Some pseudocode, in a semi-contrived example of counting the number of solid blocks in a chunk:

let mut palette_data = Vec::new();
for block in blockdata.palette.iter() {
    palette_data.push(is_solid(block)); // Some expensive operation
}
let mut solid_count = 0;
for index in block.states.iter() {
    if palette_data[index] {
        solid_count += 1;
    }
}

This doesn't rely on the order/location of blocks, but it does show the value in exposing the palette indices for caching purposes. Another example would be to decode a chunk into a (rather inefficient) bitmap of solid/nonsolid blocks:

// map[y][z][x]
let mut solid_map = [[[false; 16]; 16]; 16];
for (i, block_index) in block.states.iter().enumerate() {
    let x = i & 0x000F;
    let y = (i & 0x0F00) >> 8;
    let z = (i & 0x00F0) >> 4;
    solid_map[y][z][x] = palette_data[index];
}
owengage commented 2 years ago

Right, I understand. This sounds good to me. I think the following changes make sense:

The data can be empty if it's just a load of air, or in the case of biomes if it is all a single biome. It might be worth making BlockData always contain data, rather than it having an empty state, and allow the Section to have an optional BlockData instead.

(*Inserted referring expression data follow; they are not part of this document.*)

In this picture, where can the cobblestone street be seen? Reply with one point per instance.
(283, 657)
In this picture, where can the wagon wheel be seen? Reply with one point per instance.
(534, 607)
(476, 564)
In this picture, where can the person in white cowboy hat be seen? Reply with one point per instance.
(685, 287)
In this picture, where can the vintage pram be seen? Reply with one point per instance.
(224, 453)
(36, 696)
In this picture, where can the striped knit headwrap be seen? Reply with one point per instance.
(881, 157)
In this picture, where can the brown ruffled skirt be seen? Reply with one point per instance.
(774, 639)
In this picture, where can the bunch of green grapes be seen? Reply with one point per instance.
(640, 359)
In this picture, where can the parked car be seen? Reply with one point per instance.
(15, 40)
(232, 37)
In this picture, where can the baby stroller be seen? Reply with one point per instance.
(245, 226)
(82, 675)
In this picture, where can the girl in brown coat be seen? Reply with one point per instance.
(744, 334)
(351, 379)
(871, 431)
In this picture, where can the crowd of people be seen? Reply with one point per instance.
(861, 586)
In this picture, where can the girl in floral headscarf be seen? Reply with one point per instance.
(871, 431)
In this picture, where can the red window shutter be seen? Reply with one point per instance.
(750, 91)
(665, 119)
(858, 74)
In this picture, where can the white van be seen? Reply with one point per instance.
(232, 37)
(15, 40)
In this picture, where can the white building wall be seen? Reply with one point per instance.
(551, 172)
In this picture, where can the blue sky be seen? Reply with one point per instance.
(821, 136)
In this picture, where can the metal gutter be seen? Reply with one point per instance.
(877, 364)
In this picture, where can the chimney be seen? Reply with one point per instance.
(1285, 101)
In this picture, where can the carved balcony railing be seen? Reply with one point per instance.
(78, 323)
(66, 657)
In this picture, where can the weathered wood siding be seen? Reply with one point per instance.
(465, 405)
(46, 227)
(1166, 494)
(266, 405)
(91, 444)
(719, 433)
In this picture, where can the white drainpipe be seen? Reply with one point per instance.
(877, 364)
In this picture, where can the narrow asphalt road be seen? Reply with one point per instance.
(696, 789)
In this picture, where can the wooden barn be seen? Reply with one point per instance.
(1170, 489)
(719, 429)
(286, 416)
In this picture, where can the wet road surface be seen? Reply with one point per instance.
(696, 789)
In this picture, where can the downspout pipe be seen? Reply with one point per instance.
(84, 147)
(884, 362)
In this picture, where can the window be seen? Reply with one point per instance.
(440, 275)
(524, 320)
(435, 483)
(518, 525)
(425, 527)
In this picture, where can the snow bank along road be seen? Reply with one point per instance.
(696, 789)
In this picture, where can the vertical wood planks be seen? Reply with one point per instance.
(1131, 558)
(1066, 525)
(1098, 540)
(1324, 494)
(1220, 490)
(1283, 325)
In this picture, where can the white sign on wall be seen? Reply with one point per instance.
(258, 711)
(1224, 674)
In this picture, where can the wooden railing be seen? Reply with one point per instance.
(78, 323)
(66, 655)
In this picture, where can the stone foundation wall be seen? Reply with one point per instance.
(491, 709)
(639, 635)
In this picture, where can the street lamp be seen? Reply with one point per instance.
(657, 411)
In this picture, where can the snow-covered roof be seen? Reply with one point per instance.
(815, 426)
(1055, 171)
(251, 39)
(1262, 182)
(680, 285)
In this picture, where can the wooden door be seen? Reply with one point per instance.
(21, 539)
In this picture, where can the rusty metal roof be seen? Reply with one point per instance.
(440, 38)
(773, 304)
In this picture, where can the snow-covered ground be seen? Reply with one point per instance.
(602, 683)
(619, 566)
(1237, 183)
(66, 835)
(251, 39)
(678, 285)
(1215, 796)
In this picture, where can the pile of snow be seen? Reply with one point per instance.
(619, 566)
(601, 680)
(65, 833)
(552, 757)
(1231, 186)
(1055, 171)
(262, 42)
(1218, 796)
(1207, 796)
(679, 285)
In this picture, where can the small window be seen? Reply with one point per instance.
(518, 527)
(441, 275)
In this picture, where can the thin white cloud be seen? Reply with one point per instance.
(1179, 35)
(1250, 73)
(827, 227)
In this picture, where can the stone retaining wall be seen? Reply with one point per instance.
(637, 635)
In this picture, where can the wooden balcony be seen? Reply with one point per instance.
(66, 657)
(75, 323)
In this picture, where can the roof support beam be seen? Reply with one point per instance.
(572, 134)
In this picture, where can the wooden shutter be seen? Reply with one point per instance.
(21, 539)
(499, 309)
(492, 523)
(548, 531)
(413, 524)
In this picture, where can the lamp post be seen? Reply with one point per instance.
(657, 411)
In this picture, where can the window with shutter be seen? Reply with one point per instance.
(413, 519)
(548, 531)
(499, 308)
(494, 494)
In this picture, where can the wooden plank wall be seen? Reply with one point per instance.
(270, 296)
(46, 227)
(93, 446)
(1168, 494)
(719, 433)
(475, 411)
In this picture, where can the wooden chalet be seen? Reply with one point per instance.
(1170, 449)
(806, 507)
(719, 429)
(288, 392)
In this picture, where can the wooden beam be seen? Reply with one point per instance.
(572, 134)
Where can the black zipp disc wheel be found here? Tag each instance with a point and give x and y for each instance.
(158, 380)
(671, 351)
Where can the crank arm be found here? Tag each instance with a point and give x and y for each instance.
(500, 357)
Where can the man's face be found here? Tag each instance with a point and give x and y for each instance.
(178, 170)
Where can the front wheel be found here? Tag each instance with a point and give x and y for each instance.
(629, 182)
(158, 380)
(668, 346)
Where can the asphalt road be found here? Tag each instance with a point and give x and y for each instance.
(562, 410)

I'll have a play around with the API and see what seems more natural.

owengage commented 2 years ago

@Aeledfyr master now:

I've not released this as a change for fastanvil just yet. I was wondering if you could try master out in your use case?

I believe the cargo.toml line should be

fastanvil = { git = "https://github.com/owengage/fastnbt", rev = "72cf8b265c38786fd4abf930eca85c540faf13e2" }
Aeledfyr commented 2 years ago

That API works, and appears to support everything I need for my use case.

Also, I hadn't realized before this point, but the pre-18 API has close to the same issue: While fastanvil::pre18::Pre18Section exposes the palette, it doesn't allow iteration over Pre18Blockstates. (Pre18Blockstates allows enough control over accessing that it should be feasible to work around it, but it would be less efficient than a fix similar to this one).

owengage commented 2 years ago

Similar API added to Pre18Blockstates. It would be nice to unify the interface of these two at some point. Released in fastanvil 0.24.

Let me know if you run into anything else!